Turners Energie hat die Pandemie allerdings gefühlt nichts genommen. Der Gentleman des Punkrocks performt, als hätte es das Gestern, Vorgestern und vor allem das Morgen nie gegeben. Es fegt über die Bühne, beugt sich zu seinen Fans, begrüßt und feiert sie immer wieder und ist zusehends euphorisch wieder auf den Brettern zu stehen, die die Welt bedeuten. Als er sich danach erkundigt, wer an diesem Abend zum ersten Mal auf einer Show ist, wird schnell klar, dass heute Abend irgendwie eine neue Zeitrechnung geschrieben werden kann. Mit im Gepäck hat Turner einen neuen Schlagzeuger in den Reihen der Sleeping Souls. Callum Green ist noch ganz frisch dabei und nicht nur zum ersten Mal mit auf Europatour, sondern auch das erste Mal in Hannover. Auch die Supportband Pet Needs aus England stellt der Troubadour als Freunde vor und erzählt dem Publikum, wie großartig er diese energiegeladene Band findet.
Bildergalerie: Frank Turner & The Sleeping Souls
Den Song „Non Serviam“ kündigt der Musiker mit den Worten „I want you to get fuckinge crazy for the next song“ an und berichtet, dass es der einzige richtige Punkrocksong auf seinem neuen Album „FTHC“ ist. Passend dazu erinnert er sich an das deutsche Wort „Springen“ welches an diesem Abend das pure Lebensgefühl beschreibt. Selbst der Balkon des Capitols kommt nach kurzer Zeit in Bewegung, was ein fast überwältigendes Bild aus unserer Perspektive zeichnet. Auch der Song „Miranda“ hat eine sehr persönliche Geschichte und so berichtet Turner über seinen Vater, zu dem er unfassbar viele Jahre eine echt schlechte Beziehung hatte, die sich erst nach dessen Transformation zu Miranda anfing zu verändern. Jetzt sein die beiden Freunde. Das Publikum feiert den Song tanzend und Turner reagiert mit einem Kuss auf seinen Bizeps – was für eine wundervolle Interaktion.

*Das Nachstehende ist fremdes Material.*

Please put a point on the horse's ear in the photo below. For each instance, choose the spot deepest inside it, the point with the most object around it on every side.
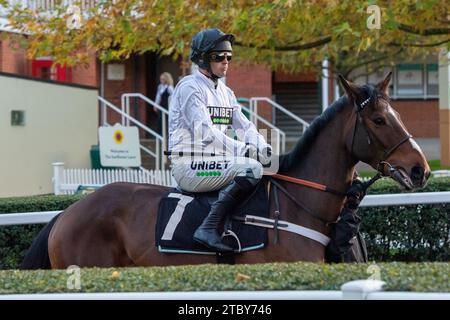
(350, 88)
(383, 86)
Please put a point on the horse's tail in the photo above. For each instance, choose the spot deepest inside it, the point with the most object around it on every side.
(37, 255)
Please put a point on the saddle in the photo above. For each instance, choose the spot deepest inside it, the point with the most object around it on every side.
(180, 213)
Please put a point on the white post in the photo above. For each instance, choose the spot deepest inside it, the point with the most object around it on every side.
(336, 89)
(58, 169)
(359, 289)
(325, 76)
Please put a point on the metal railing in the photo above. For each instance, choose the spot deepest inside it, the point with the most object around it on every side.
(254, 107)
(158, 154)
(126, 109)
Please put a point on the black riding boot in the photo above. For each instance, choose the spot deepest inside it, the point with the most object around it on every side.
(208, 232)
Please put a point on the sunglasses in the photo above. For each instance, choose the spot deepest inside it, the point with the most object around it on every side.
(220, 56)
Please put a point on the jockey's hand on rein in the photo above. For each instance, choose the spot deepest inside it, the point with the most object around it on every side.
(355, 194)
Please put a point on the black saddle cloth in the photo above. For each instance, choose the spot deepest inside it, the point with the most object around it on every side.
(180, 213)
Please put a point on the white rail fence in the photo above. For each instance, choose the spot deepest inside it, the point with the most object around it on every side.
(67, 181)
(368, 201)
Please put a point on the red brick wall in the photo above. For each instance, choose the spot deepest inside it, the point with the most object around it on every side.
(13, 61)
(249, 80)
(421, 117)
(89, 75)
(115, 88)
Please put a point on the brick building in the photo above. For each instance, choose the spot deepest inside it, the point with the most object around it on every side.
(414, 89)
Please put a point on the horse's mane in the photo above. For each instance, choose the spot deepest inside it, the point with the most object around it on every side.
(289, 160)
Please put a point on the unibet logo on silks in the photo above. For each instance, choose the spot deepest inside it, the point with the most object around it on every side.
(210, 165)
(221, 115)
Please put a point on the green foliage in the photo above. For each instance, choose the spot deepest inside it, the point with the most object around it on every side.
(292, 35)
(15, 240)
(423, 277)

Echte Menschen, keine verdammten YouTube Kommentare
Circle Pits, Growdsurfing, Springen, Chöre, Tanzen – heute gibt es alles und davon viel. Die ausgehungerte Bande tankt das Livemusiklevel auf, das wird deutlich und macht Gänsehaut. Vielleicht is es das Schönste, was seit langer Zeit zu beobachten war und wird eigentlich nur durch den Publikumschor „And we’re definitely going to hell, but we’ll have all the best stories to tell“ aus dem Klassiker „The Ballad of Me and My Friends“ weiter untermauert. „Das ist für Euch alle„, erzählt er von den vielen Jahren als tourender Musiker, „weil ihr immer noch hier steht„. Kurze Zeit später stimmt er „Long Live the Queen“ an. So ganz abzuwerfen ist die Pandemie sehr sicher noch lange nicht, so geht es auch Turner, wenn er erzählt „The last two years were really fucking shit! Aber ich will gar nicht so viel darüber reden und es ist so gut, wieder auf Tour zu sein und das beste ist, ich schaue auf und ihr seid echte Menschen und keine verdammten YouTube Kommentare. Habt ihr das vermisst?“ Das Publikum jubelt ihm bejahend zu und Songs wie „Be More Kind“, „I Knew Punkrock Before He Got Famous“, „The Next Storm“, „Out of Breath“ und „Recovery“ folgen.
Es ist so schön
Alle sind völlig aus dem Häuschen und ich könnte noch Stunden darüber schreiben, wie schön es ist. Nach den obligatorischen Rufen nach der Zugabe verspricht Frank Turner „Hits till the end of the evening“. Man sieht ihm an, dass er überwältigt ist (und einen Tropfen zu viel Schweiß im Auge hat) und es folgen die Songs „A Wave Across A Bay“, „Get Better“, „Try This at Home“ und „I Still Believe“. Somit feuert der Brite mit über 25 Songs aus 17 Jahren Solokünstlertum ein ordentliches Brett und ein mehr als herzliches „welcome back“ in Hannover ab – Oh, who’d have thought that after all, something as simple as rock ’n‘ roll would save us all!?